The Society provides Bibles and Christian literature (from a historically Reformed perspective) to the world. They have chapters in many countries such as Australia, New Zealand and Brazil.

Their primary function is to translate and disseminate worldwide Bibles in languages other than English. The translation of Bibles into non-English languages is based on the Hebrew Masoretic Text and Greek New Testament edition of the Textus Receptus compiled by F. H. A. Scrivener and published in 1894.

The Society sells copies of the King James Version of the Bible, as well as Scriptures in other languages, to the general public. These Scriptures are printed by the Society itself. They also sell or give away Scripture-based Christian literature, such as tracts and children's items in English and other languages.

The Society produces a magazine, The Quarterly Record, and sponsors meetings during which the Society's work and issues surrounding translation and text are discussed.

==King James Only==
The Trinitarian Bible Society has been associated with the King James Only movement, due to its exclusive sales of the KJV Bible in English and number of articles defending the KJV and against other modern versions such as the NASB, NIV, ESV, and NKJV. However, the Society stated "The Trinitarian Bible Society does not believe the Authorised Version to be a perfect translation, only that it is the best available translation in the English language." Also the allegation is belied by the fact that the Society sells foreign translations, for instance the Dutch Statenvertaling, which do not precisely agree with the KJV in the translation of every phrase; examples in the case of the Statenvertaling include alternative translations of non-identical meaning which were relegated by the KJV translators to a marginal note; sometimes the English language NKJV has an equivalent rendering to the Statenvertaling where it differs from the KJV (at least from its main text rather than marginal rendering).

Unlike others in the King James Only movement, the Society claims, "The supernatural power involved in the process of inspiration, and in the result of inspiration, was exerted only in the original production of the sixty-six Canonical books of the Bible (2 Peter 1:20-21; 2 Peter 3:15-16)."
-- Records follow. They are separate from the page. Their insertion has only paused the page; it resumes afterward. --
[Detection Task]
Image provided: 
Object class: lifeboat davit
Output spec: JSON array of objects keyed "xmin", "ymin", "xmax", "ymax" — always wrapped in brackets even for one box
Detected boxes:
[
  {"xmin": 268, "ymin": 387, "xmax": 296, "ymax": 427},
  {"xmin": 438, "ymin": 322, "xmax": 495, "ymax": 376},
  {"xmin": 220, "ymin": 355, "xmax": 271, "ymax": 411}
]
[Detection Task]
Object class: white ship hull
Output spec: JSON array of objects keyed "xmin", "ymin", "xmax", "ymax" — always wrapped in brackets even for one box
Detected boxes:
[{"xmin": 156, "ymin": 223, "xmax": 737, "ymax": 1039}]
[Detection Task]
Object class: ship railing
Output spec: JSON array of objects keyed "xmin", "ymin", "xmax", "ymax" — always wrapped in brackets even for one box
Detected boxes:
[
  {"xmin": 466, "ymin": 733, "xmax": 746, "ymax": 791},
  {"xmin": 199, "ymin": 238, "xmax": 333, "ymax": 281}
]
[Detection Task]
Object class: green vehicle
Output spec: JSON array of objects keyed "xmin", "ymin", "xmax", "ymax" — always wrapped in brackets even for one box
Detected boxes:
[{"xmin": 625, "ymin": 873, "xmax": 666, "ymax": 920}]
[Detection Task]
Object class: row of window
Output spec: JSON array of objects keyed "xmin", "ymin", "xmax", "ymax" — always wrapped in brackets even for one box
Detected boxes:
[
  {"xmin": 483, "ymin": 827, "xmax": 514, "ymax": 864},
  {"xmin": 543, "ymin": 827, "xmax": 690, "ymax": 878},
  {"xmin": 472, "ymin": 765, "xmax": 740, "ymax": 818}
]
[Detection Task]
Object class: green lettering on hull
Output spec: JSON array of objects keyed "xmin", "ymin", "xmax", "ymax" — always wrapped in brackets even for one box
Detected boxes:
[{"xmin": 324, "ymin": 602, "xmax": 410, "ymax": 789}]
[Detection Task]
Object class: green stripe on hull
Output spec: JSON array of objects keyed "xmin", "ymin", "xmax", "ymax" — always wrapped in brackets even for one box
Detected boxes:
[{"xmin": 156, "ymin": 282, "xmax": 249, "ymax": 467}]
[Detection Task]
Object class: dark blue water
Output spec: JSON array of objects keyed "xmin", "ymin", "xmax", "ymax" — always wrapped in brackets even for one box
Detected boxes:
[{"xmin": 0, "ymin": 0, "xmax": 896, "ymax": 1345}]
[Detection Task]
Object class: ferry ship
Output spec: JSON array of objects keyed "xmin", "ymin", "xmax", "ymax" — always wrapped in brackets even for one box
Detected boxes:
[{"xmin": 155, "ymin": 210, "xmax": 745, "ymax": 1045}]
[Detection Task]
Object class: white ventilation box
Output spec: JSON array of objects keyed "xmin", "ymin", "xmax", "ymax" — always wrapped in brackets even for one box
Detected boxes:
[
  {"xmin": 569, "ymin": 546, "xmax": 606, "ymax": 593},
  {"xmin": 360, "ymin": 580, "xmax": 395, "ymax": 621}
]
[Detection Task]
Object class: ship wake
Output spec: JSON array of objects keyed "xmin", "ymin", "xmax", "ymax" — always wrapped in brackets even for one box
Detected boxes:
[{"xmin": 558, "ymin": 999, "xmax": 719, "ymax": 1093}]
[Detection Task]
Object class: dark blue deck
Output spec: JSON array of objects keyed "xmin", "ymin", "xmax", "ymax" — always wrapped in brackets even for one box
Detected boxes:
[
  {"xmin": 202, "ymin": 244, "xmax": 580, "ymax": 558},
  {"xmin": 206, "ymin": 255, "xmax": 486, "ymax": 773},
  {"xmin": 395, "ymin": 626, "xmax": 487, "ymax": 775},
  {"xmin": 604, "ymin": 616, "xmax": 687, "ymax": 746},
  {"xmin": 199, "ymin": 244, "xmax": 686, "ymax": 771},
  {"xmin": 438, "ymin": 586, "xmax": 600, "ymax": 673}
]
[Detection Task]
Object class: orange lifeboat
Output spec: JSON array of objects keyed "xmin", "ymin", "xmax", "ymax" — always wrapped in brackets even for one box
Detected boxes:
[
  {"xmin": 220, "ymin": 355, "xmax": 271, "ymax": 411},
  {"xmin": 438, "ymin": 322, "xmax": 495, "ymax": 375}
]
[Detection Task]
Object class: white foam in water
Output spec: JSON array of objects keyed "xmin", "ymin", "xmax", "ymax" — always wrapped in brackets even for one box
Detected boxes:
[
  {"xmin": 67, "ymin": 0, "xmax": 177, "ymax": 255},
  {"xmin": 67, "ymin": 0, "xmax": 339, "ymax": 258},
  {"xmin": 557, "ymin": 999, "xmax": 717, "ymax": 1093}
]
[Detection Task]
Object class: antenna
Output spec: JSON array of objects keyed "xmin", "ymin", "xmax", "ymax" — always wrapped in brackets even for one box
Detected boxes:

"Translations from the original languages are likewise to be considered the written Word of God in so far as these translations are accurate as to the form and content of the Original."

"Translations made since New Testament times must use words chosen by uninspired men to translate God's words. For this reason no translation of the Word of God can have an absolute or definitive status. The final appeal must always be to the original languages, in the Traditional Hebrew and Greek texts."